Wow, some right gobby twonks on here tonight! 🙂
Anyway in no particular order :
apart from the chainset for some reason.
I kinda agree. Not sure why, it looks big and, well, big….
And the brakes and the forks.
sigh….
bollocks to both of those….
calm doon. The valve holes are opposite the logo on these rims so the logo on the tyre stays beside the logo on the rim. Otherwise you’d have logos opposite each other. Don’t you know nuffink?
It’s a bit of a jack of all trades, not a true crosser, not a true road bike
erm yes.. that’s the point….
And the mahoosive excess loop of cable feeding the rear mech
Pish. It’s the right length.
it wants the centrelines of the seatstays, seat tube and top tube to intersect at a single point.
No it doesn’t. It wants the negative space of the front and rear triangles to work together. Which it does.
Slightly perturbed by it appearing to have rack mounts but not mudguard eyelets. Odd. Maybe I’m not looking hard enough.
Correct, you’re not looking hard enough. It has rack and mudguard eyelets. But don’t be perturbed, it’s only a bike.
No idea why you’d send a bike to a photoshoot withthat saddle but if you did, would you not slide it forward on the rails a bit?
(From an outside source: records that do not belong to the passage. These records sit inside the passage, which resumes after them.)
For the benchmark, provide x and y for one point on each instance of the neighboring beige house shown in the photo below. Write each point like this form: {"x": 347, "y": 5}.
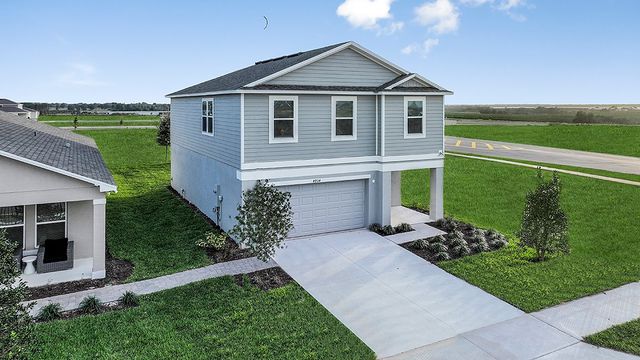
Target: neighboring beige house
{"x": 18, "y": 109}
{"x": 53, "y": 188}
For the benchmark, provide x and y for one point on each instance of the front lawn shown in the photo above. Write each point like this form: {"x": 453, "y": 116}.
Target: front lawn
{"x": 602, "y": 229}
{"x": 146, "y": 223}
{"x": 612, "y": 139}
{"x": 624, "y": 337}
{"x": 213, "y": 319}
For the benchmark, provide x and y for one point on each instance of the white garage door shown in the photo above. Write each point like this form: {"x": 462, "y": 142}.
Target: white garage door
{"x": 326, "y": 207}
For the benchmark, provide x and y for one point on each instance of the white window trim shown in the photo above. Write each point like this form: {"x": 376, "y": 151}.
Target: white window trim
{"x": 275, "y": 140}
{"x": 66, "y": 224}
{"x": 23, "y": 225}
{"x": 213, "y": 117}
{"x": 424, "y": 117}
{"x": 335, "y": 137}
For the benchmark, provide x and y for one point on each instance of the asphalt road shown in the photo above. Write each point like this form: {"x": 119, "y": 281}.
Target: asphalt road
{"x": 549, "y": 155}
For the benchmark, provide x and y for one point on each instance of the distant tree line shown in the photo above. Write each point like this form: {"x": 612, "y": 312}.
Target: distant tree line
{"x": 55, "y": 108}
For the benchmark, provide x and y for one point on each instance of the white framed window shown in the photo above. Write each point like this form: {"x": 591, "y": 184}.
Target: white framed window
{"x": 415, "y": 118}
{"x": 344, "y": 118}
{"x": 12, "y": 221}
{"x": 51, "y": 222}
{"x": 283, "y": 119}
{"x": 207, "y": 117}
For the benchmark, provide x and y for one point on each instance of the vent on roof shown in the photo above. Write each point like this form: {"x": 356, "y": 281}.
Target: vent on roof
{"x": 278, "y": 58}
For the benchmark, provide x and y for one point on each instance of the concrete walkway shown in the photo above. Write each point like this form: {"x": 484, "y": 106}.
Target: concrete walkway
{"x": 549, "y": 155}
{"x": 393, "y": 300}
{"x": 112, "y": 293}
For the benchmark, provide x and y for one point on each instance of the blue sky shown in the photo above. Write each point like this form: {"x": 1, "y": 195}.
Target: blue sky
{"x": 486, "y": 51}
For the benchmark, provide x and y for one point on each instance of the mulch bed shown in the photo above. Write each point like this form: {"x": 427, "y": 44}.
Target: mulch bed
{"x": 117, "y": 272}
{"x": 266, "y": 279}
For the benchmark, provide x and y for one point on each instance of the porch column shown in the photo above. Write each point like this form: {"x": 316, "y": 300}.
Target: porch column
{"x": 99, "y": 248}
{"x": 436, "y": 205}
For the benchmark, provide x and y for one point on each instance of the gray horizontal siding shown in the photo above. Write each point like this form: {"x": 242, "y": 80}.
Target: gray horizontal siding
{"x": 396, "y": 144}
{"x": 314, "y": 131}
{"x": 186, "y": 128}
{"x": 346, "y": 68}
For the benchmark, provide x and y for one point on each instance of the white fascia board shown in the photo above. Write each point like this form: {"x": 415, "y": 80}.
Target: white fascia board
{"x": 104, "y": 187}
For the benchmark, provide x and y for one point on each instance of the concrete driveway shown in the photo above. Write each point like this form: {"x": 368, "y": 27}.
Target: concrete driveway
{"x": 391, "y": 299}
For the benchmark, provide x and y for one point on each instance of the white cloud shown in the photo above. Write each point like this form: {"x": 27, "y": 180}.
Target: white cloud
{"x": 424, "y": 49}
{"x": 391, "y": 28}
{"x": 365, "y": 13}
{"x": 80, "y": 74}
{"x": 441, "y": 16}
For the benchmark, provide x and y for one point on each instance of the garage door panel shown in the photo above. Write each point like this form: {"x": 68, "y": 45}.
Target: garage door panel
{"x": 325, "y": 207}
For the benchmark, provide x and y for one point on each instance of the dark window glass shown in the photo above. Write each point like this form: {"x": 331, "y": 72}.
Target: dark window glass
{"x": 344, "y": 127}
{"x": 414, "y": 125}
{"x": 11, "y": 215}
{"x": 283, "y": 109}
{"x": 283, "y": 128}
{"x": 52, "y": 231}
{"x": 51, "y": 212}
{"x": 344, "y": 109}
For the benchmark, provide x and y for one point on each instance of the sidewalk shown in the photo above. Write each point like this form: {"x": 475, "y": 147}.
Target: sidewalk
{"x": 112, "y": 293}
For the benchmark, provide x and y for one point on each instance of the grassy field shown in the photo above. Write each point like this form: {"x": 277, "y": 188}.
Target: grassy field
{"x": 213, "y": 319}
{"x": 611, "y": 139}
{"x": 603, "y": 238}
{"x": 624, "y": 337}
{"x": 147, "y": 224}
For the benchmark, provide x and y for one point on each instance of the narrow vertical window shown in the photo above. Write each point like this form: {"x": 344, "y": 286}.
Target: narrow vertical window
{"x": 344, "y": 122}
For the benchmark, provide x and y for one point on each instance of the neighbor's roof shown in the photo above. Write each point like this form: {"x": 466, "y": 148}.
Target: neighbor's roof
{"x": 54, "y": 149}
{"x": 241, "y": 79}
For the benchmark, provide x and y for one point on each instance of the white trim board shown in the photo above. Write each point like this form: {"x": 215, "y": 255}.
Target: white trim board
{"x": 104, "y": 187}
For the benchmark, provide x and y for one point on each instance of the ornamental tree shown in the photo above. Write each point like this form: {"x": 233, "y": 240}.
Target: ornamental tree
{"x": 264, "y": 219}
{"x": 544, "y": 223}
{"x": 16, "y": 327}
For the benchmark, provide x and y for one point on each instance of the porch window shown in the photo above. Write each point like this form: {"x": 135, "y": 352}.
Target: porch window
{"x": 51, "y": 222}
{"x": 283, "y": 119}
{"x": 414, "y": 117}
{"x": 207, "y": 116}
{"x": 12, "y": 221}
{"x": 344, "y": 122}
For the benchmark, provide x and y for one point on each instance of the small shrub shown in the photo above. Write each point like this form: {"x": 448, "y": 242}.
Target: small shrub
{"x": 376, "y": 228}
{"x": 388, "y": 230}
{"x": 404, "y": 227}
{"x": 420, "y": 244}
{"x": 129, "y": 299}
{"x": 213, "y": 240}
{"x": 91, "y": 305}
{"x": 50, "y": 312}
{"x": 441, "y": 256}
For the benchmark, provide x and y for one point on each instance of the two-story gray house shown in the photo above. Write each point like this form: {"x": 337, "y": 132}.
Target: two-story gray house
{"x": 334, "y": 126}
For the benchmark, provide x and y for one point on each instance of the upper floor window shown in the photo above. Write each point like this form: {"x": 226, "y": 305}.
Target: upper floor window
{"x": 344, "y": 122}
{"x": 207, "y": 116}
{"x": 415, "y": 121}
{"x": 283, "y": 119}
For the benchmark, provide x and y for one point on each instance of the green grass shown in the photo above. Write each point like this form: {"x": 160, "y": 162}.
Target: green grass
{"x": 624, "y": 337}
{"x": 146, "y": 223}
{"x": 611, "y": 139}
{"x": 213, "y": 319}
{"x": 602, "y": 230}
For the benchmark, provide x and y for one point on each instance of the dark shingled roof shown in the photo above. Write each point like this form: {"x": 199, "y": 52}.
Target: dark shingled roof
{"x": 54, "y": 147}
{"x": 259, "y": 70}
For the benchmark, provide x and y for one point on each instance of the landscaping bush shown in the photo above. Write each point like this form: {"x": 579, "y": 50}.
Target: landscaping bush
{"x": 129, "y": 299}
{"x": 50, "y": 312}
{"x": 91, "y": 305}
{"x": 404, "y": 227}
{"x": 213, "y": 240}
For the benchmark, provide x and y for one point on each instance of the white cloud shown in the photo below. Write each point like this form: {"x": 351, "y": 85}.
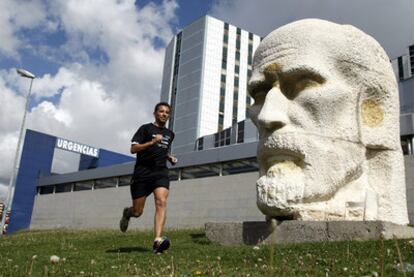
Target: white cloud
{"x": 15, "y": 15}
{"x": 101, "y": 102}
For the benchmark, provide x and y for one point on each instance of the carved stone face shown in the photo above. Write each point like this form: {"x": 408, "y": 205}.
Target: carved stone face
{"x": 306, "y": 113}
{"x": 326, "y": 107}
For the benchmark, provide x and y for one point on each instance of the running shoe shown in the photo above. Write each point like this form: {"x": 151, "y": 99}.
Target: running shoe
{"x": 123, "y": 224}
{"x": 160, "y": 246}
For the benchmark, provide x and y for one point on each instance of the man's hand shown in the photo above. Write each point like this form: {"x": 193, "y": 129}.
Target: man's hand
{"x": 173, "y": 160}
{"x": 156, "y": 139}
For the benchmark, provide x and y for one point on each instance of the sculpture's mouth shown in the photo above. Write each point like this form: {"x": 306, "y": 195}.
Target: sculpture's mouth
{"x": 274, "y": 161}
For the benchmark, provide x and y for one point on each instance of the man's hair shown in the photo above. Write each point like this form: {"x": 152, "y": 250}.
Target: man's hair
{"x": 162, "y": 104}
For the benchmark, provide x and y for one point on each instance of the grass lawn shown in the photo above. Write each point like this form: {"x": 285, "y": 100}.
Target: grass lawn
{"x": 111, "y": 253}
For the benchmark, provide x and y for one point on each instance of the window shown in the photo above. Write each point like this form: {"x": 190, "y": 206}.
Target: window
{"x": 240, "y": 132}
{"x": 46, "y": 189}
{"x": 200, "y": 171}
{"x": 400, "y": 68}
{"x": 173, "y": 174}
{"x": 63, "y": 187}
{"x": 87, "y": 185}
{"x": 227, "y": 136}
{"x": 240, "y": 166}
{"x": 106, "y": 183}
{"x": 200, "y": 144}
{"x": 411, "y": 51}
{"x": 124, "y": 180}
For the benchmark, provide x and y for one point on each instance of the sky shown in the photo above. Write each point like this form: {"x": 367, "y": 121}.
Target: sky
{"x": 99, "y": 62}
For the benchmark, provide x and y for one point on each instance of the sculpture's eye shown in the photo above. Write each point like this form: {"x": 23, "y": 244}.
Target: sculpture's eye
{"x": 259, "y": 97}
{"x": 292, "y": 84}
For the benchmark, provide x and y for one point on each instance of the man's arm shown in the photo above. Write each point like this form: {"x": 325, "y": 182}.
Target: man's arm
{"x": 138, "y": 147}
{"x": 173, "y": 160}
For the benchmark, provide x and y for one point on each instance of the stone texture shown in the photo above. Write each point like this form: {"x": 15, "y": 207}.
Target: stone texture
{"x": 327, "y": 111}
{"x": 261, "y": 232}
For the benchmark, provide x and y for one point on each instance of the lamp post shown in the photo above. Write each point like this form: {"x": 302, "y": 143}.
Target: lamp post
{"x": 12, "y": 184}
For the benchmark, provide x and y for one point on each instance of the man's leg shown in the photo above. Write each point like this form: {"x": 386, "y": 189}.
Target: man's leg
{"x": 135, "y": 211}
{"x": 160, "y": 198}
{"x": 137, "y": 206}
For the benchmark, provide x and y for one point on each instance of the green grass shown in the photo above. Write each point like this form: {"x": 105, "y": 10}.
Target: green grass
{"x": 111, "y": 253}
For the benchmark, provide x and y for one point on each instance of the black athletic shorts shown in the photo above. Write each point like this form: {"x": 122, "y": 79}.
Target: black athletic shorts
{"x": 146, "y": 179}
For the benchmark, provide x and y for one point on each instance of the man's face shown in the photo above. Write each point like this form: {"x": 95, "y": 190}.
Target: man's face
{"x": 306, "y": 115}
{"x": 162, "y": 114}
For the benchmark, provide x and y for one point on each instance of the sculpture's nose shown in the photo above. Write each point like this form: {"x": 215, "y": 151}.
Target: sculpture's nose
{"x": 273, "y": 114}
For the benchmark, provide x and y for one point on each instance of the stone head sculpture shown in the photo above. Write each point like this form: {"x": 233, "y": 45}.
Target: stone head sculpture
{"x": 327, "y": 111}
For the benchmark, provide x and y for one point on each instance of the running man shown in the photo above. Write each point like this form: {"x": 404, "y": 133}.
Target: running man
{"x": 151, "y": 143}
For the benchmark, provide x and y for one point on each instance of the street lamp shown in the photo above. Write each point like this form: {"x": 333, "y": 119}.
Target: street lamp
{"x": 12, "y": 184}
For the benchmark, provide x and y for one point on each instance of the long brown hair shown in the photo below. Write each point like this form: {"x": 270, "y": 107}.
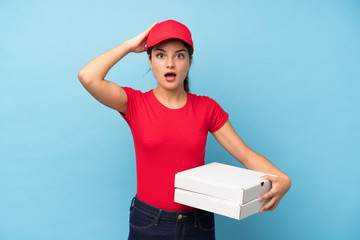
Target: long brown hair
{"x": 189, "y": 48}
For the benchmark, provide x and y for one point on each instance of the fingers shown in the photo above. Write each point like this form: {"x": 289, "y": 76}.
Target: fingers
{"x": 269, "y": 177}
{"x": 270, "y": 206}
{"x": 267, "y": 195}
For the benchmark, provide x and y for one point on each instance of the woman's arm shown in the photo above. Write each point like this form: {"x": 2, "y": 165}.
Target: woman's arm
{"x": 230, "y": 140}
{"x": 92, "y": 74}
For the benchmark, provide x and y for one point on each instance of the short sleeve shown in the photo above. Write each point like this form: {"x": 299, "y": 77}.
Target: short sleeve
{"x": 217, "y": 115}
{"x": 131, "y": 104}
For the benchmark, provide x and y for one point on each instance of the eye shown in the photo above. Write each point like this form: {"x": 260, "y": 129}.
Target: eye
{"x": 180, "y": 55}
{"x": 159, "y": 55}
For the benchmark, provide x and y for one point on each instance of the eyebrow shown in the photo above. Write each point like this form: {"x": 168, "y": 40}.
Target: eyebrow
{"x": 180, "y": 50}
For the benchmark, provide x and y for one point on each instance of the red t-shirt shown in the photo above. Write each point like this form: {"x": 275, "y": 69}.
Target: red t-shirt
{"x": 168, "y": 141}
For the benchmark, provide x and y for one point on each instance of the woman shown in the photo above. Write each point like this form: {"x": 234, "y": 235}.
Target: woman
{"x": 170, "y": 126}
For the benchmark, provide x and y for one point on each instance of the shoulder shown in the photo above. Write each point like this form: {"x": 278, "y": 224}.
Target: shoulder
{"x": 134, "y": 92}
{"x": 202, "y": 99}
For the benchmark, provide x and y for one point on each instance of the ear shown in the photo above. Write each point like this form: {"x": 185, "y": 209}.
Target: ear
{"x": 150, "y": 64}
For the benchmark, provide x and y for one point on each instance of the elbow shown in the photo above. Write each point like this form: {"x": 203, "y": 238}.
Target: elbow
{"x": 83, "y": 79}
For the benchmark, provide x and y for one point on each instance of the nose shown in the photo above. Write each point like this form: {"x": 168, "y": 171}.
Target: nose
{"x": 170, "y": 63}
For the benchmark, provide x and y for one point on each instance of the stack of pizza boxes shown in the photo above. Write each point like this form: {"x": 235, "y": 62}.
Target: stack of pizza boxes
{"x": 223, "y": 189}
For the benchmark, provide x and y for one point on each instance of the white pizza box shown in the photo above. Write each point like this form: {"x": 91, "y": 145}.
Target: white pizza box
{"x": 224, "y": 182}
{"x": 217, "y": 205}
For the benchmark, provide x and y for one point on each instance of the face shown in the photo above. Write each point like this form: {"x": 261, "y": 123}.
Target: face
{"x": 170, "y": 62}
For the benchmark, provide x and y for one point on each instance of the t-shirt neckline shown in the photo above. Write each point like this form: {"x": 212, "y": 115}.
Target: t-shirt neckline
{"x": 171, "y": 109}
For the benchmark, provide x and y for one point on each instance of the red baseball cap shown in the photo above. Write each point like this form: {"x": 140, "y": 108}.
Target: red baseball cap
{"x": 167, "y": 30}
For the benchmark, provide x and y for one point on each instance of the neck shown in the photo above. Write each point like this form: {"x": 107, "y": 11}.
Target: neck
{"x": 171, "y": 98}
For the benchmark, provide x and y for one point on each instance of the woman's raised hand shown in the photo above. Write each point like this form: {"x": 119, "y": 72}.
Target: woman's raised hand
{"x": 280, "y": 186}
{"x": 137, "y": 44}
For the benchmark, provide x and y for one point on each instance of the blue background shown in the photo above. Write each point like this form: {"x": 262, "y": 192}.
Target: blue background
{"x": 287, "y": 72}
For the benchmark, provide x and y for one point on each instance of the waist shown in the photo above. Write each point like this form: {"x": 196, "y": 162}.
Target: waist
{"x": 177, "y": 216}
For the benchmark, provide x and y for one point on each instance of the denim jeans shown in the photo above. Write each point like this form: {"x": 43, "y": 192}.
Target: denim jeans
{"x": 149, "y": 222}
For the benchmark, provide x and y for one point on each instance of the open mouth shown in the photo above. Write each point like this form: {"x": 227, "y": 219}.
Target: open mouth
{"x": 170, "y": 76}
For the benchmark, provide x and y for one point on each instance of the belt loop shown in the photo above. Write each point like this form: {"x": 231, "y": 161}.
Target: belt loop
{"x": 132, "y": 203}
{"x": 195, "y": 218}
{"x": 158, "y": 218}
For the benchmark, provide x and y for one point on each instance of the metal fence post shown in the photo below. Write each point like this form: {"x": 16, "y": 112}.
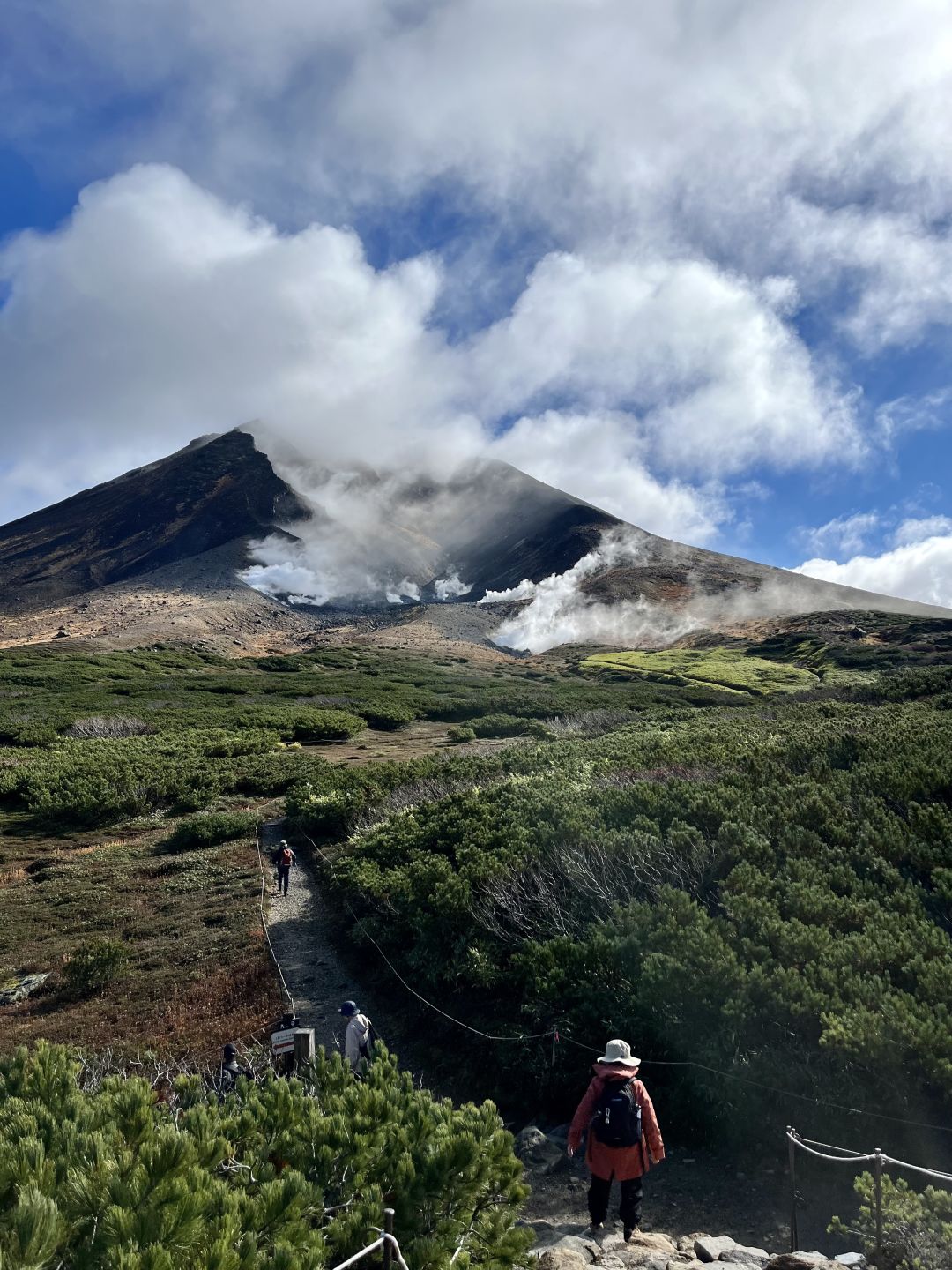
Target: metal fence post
{"x": 877, "y": 1183}
{"x": 387, "y": 1244}
{"x": 793, "y": 1236}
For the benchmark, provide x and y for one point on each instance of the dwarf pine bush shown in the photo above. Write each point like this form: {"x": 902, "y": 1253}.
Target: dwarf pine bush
{"x": 277, "y": 1175}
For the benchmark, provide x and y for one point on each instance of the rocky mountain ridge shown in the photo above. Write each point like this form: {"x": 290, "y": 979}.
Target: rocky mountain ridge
{"x": 159, "y": 554}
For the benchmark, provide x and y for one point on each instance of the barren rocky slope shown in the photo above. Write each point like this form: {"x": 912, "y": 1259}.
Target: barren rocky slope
{"x": 156, "y": 554}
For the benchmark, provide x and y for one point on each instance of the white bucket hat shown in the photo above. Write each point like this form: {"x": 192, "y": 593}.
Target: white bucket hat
{"x": 619, "y": 1052}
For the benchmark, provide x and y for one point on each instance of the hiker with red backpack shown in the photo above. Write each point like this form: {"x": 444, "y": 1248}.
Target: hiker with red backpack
{"x": 623, "y": 1136}
{"x": 283, "y": 859}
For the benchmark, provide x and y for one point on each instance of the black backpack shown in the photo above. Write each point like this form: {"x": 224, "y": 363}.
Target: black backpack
{"x": 367, "y": 1048}
{"x": 617, "y": 1119}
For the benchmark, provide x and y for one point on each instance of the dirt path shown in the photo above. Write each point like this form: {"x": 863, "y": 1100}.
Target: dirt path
{"x": 686, "y": 1194}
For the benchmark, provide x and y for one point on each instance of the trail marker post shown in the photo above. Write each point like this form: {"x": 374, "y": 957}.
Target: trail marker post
{"x": 303, "y": 1047}
{"x": 793, "y": 1237}
{"x": 877, "y": 1181}
{"x": 387, "y": 1244}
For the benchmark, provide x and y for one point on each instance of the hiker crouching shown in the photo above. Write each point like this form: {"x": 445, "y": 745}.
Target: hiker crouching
{"x": 623, "y": 1136}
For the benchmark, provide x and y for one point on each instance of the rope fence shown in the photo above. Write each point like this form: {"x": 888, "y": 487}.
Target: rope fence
{"x": 264, "y": 923}
{"x": 556, "y": 1036}
{"x": 386, "y": 1241}
{"x": 845, "y": 1156}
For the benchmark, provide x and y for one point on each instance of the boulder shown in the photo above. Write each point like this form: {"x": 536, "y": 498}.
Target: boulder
{"x": 654, "y": 1241}
{"x": 800, "y": 1261}
{"x": 528, "y": 1138}
{"x": 709, "y": 1247}
{"x": 634, "y": 1258}
{"x": 537, "y": 1152}
{"x": 19, "y": 987}
{"x": 562, "y": 1259}
{"x": 686, "y": 1243}
{"x": 562, "y": 1240}
{"x": 746, "y": 1256}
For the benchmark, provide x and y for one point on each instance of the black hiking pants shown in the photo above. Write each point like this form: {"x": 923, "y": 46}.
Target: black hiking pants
{"x": 629, "y": 1208}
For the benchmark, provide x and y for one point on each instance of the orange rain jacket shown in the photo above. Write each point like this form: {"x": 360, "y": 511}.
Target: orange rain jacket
{"x": 619, "y": 1162}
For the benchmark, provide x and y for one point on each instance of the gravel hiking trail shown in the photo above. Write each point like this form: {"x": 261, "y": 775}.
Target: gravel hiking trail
{"x": 317, "y": 975}
{"x": 684, "y": 1194}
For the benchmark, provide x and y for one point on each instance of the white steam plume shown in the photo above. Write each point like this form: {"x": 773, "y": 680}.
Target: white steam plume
{"x": 450, "y": 587}
{"x": 562, "y": 611}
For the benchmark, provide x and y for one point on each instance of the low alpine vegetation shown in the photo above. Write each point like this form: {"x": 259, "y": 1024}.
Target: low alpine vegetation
{"x": 291, "y": 1174}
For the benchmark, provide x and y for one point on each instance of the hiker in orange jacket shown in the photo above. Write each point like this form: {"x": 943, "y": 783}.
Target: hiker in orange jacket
{"x": 283, "y": 859}
{"x": 623, "y": 1136}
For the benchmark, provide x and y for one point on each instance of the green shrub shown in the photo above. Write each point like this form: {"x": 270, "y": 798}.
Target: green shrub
{"x": 917, "y": 1226}
{"x": 387, "y": 715}
{"x": 290, "y": 1174}
{"x": 94, "y": 966}
{"x": 499, "y": 725}
{"x": 210, "y": 830}
{"x": 312, "y": 727}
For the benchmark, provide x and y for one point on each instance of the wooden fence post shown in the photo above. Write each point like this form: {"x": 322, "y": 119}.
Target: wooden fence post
{"x": 387, "y": 1244}
{"x": 303, "y": 1047}
{"x": 877, "y": 1181}
{"x": 792, "y": 1152}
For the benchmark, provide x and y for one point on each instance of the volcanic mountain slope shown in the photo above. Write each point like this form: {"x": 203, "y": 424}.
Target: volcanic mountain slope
{"x": 216, "y": 490}
{"x": 158, "y": 554}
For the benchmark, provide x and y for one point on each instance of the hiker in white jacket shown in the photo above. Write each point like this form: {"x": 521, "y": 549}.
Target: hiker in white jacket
{"x": 357, "y": 1038}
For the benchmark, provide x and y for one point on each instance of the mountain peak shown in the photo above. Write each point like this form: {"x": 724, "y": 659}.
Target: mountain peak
{"x": 215, "y": 490}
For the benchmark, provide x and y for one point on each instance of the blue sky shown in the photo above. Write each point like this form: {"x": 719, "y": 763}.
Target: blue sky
{"x": 689, "y": 262}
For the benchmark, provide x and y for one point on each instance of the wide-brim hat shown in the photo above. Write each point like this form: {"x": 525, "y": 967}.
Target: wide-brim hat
{"x": 619, "y": 1052}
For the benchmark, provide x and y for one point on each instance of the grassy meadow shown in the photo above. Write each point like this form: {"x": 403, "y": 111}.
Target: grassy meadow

No I wouldn’t, because it’s customers bike set up and built to fit him. (same answer for the stem haters and the lever reach adjustment doubters) Oh, and sending to a photoshoot means wheeling to the other side of the workshop, leaning it up against the black paper and clicking the clicky thing on the camera. Don’t over think it. 🙂
Disc wheels are lighter, as they don’t need to build in the strength in the braking surface.
Except in this case, the A23 for rim brakes has a machined sidewall when the disk version doesn’t so the non disk version is actually lighter!
But I actually agree, we almost always spec the disk version but we had no stock and neither did the distributors.